Überwiegend Frauen melden sich. In diesem Jahr trifft das auf 89 Prozent der gestellten Anträge zu.

Marisa Bjørklund, Sprecherin bei Mødrehjælpen

Aus den Kriterien für einen Antrag auf Weihnachtshilfe bei der Mütterhilfe geht hervor, dass theoretisch auch Männer diesen bei der Organisation stellen dürfen. Denn die Hilfe richtet sich an „Paare und Alleinerziehende und kann für bis zu drei Kinder beantragt werden“, heißt es auf der Webseite der Organisation.

So die Theorie. In der Praxis fühlen sich Männer von dem Angebot jedoch weniger angesprochen, wie Pressesprecherin Marisa Bjørklund auf Nachfrage des „Nordschleswigers“ bestätigt. „Überwiegend Frauen melden sich. In diesem Jahr trifft das auf 89 Prozent der gestellten Anträge zu.“

Ob und welche Rolle beim diesjährigen Anstieg Mütter aus der Ukraine spielen, konnte Bjørklund noch nicht sagen. „Das ist eine interessante Frage, aber wir haben die Ursachen noch nicht analysiert.“

Also suchen wir weiter. Und zwar nach Informationen zu Antragstellenden bei anderen Hilfsorganisationen. Nicht alle Anfragen waren erfolgreich, da einige Träger ihre Zahlen nicht nach Geschlecht aufschlüsseln.

Dänische Volkshilfe liefert Details

Doch die Dänische Volkshilfe konnte mit Zahlen weiterhelfen. Es zeigt sich: Auch dort sind die Antragstellenden mit überwältigender Mehrheit Frauen. „Nur ein Zehntel unserer Bewerber sind Männer“, teilt Lone Rasmussen vom Sekretariat der Organisation mit. Das gilt nicht nur für dieses Jahr, die Zahlen bewegen sich laut Rasmussen seit Jahren auf diesem Niveau. 

Insgesamt nahm die Dänische Volkshilfe in diesem Jahr 18.789 Anträge entgegen. Davon kamen nach Angaben der Organisation übrigens 4,83 Prozent aus den nordschleswigschen Kommunen, die gleichzeitig 3,81 Prozent der dänischen Gesamtbevölkerung ausmachen (Danmarks Statistik).

Hat die Dänische Volkshilfe eine Erklärung für dieses überwiegend weibliche Phänomen? Hier kommt eine Gemeinsamkeit mit der Mütterhilfe ins Spiel: „Kriterium für den Erhalt der Weihnachtshilfe von Dansk Folkehjælp ist, dass man Alleinverdiener ist, ein Transfereinkommen bezieht und ein Kind oder mehrere zu Hause leben“, sagt uns Pressesprecher Peder Thorning.

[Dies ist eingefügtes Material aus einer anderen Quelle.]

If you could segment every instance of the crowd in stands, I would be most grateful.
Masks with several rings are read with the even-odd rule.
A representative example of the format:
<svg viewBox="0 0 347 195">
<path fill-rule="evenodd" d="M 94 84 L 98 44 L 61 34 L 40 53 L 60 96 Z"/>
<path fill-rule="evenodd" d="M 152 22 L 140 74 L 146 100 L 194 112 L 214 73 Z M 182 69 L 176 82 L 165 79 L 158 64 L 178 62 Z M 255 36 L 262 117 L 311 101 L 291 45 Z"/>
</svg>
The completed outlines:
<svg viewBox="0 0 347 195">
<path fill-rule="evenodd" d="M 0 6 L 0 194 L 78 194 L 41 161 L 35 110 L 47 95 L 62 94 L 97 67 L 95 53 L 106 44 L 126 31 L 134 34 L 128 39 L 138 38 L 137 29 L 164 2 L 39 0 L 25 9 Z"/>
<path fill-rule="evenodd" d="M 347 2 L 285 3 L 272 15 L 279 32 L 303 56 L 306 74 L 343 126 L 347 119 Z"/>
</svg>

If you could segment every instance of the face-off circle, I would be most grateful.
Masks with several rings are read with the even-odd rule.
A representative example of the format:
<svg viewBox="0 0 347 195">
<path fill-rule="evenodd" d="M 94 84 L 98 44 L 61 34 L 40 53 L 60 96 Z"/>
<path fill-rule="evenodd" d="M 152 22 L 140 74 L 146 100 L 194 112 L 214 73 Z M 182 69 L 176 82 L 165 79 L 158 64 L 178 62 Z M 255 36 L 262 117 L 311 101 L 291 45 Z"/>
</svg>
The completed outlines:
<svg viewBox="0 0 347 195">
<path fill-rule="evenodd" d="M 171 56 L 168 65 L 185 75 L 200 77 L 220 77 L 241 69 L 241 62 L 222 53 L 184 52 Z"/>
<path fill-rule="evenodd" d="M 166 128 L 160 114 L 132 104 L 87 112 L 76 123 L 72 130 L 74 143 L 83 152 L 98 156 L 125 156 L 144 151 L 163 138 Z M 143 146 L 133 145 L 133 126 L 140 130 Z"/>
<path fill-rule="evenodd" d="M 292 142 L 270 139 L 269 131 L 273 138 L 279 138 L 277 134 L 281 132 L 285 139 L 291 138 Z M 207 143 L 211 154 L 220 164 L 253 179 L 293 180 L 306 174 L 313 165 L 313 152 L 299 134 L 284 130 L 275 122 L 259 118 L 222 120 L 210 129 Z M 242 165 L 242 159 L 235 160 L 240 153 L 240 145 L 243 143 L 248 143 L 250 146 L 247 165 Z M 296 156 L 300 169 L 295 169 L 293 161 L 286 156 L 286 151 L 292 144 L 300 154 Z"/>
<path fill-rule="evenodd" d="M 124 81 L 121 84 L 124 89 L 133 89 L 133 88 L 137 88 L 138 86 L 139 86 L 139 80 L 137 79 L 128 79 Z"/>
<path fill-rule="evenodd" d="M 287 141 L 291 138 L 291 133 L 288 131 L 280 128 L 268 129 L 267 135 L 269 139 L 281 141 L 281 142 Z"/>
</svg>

Dort vermutet er die Erklärung für das Phänomen der überwiegend weiblichen Anfragen. Das erklärt zwar nicht, warum die Mütterhilfe gerade in diesem Jahr einen so starken Zuwachs erfährt, liefert aber einen möglichen Grund dafür, warum insgesamt mehr Frauen die Anträge stellen.

„Als Organisation würden wir im Prinzip gerne mehr Männer unter den Antragstellenden sehen, aber die Realität spiegelt wahrscheinlich die Tatsache wider, dass die überwiegende Mehrheit der Alleinerziehenden in der Gesellschaft insgesamt Frauen sind.“

 

Kommentar:

Wir brauchen mehr Ungleichbehandlung

Von Marle Liebelt

Eigentlich sind es Alleinerziehende, die aufgrund ungerechter Verteilung gerade in Krisenzeiten am meisten zu kämpfen haben. Die gesellschaftliche Ungleichheit zwischen Männern und Frauen macht dieses Thema jedoch zu einem Frauenproblem.

Der Zahlenabgleich der Hilfsorganisationen erklärt letztlich nicht, warum gerade die Mütterhilfe einen besonders starken Zuwachs an Anträgen verzeichnet. Denn die traurige Wahrheit – und Erkenntnis der Zahlen anderer Organisationen – ist: Es sind Frauen, die in der aktuellen Krise besonders hart getroffen werden. 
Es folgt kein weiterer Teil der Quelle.